Continuing compliance action can boost conversion rates, says Conor Byrne, director of ICE ICT
GDPR is here to stay with the ICO now issuing fines on almost a daily basis, but many companies have avoided fines by showing evidence of attempting to address the regulations.
GDPR can be a bit like a trip to the dentist, it is a bit painful but is necessary to ensure good dental health. This is what GDPR is, an exercise in good data hygiene giving you peace of mind that you are being responsible for data within your guardianship and securing your company against breach and fines. Oh, and you must keep your data hygiene regime all the time to ensure it is effective.
Speed Camera or Safety Camera
It is often understood that the GDPR regulations are there to catch everyone out and issue fines to fund the ICO and similar. This has proven not to be true and the regulations are making all companies that take it seriously much more secure and the feedback has been an eye opener for companies to understand where their vulnerabilities are, what data they have and how they use it. The press reports it as a speed camera with huge headlines about massive fines however in reality the actions people are taking to secure their data are reducing the ICO threat to a safety camera scenario where they don’t execute companies for breaches if they can prove that that have taken reasonable steps to protect their data.
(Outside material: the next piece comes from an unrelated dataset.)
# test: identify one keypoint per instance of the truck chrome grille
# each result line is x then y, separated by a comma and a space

Many companies have taken action on the GDPR regulations and a bit like the Millennium Bug there has not been a massive crash with the ICO closing down many companies per week with huge fines. Some of these companies are now asking why they put the effort and expenditure into getting compliant. Often the Millennium Bug comparison is made with GDPR however, most non IT people will not know that if companies didn’t take action their systems would have failed. The decision to update systems was binary yes / no and it was easily proven in advance which answer should be taken. GDPR is a risk based strategy, there is no guarantee that a company will have a data breach or even how large the effect will be if they did. So there is no binary answer to “Should I do something about GDPR?”.
This situation is now changing as the results of action on GDPR are coming to the fore. One of the best results that has been quoted to us is from a Large Tour operator who took the decision to only have fully consented contract on their CRM. If they got no response to the contact then they removed the contact from their systems. This action removed over 60% of the contacts from their database. This was a major worry for companies attempting to fulfil the GDPR regulations and most thought that their database was so important to the business that the business would fail if 60% of contacts were removed.
Well in this case that’s not what happened, it turned out the conversion rates went up by 60% and the efficiency in making the sale also increased substantially. Why? Well it turns out that the 40% of contacts left on the database where the ones interested in being contacted and in doing business with the company hence the conversion rate increase. The efficiency increase was driven by the fact that sales teams’ time was not wasted in chasing people who weren’t interested.
In conclusion, the observations we have made show that companies who have addressed GDPR;
● Are much happier in that they now know what data they hold and how it is being used
● Can be confident that should there be a breach they will be able to implement emergency measures to reduce or eliminate the effect of the breach
● Understand in real terms the importance of information technology to their business and more importantly, what the effect of an IT failure will be.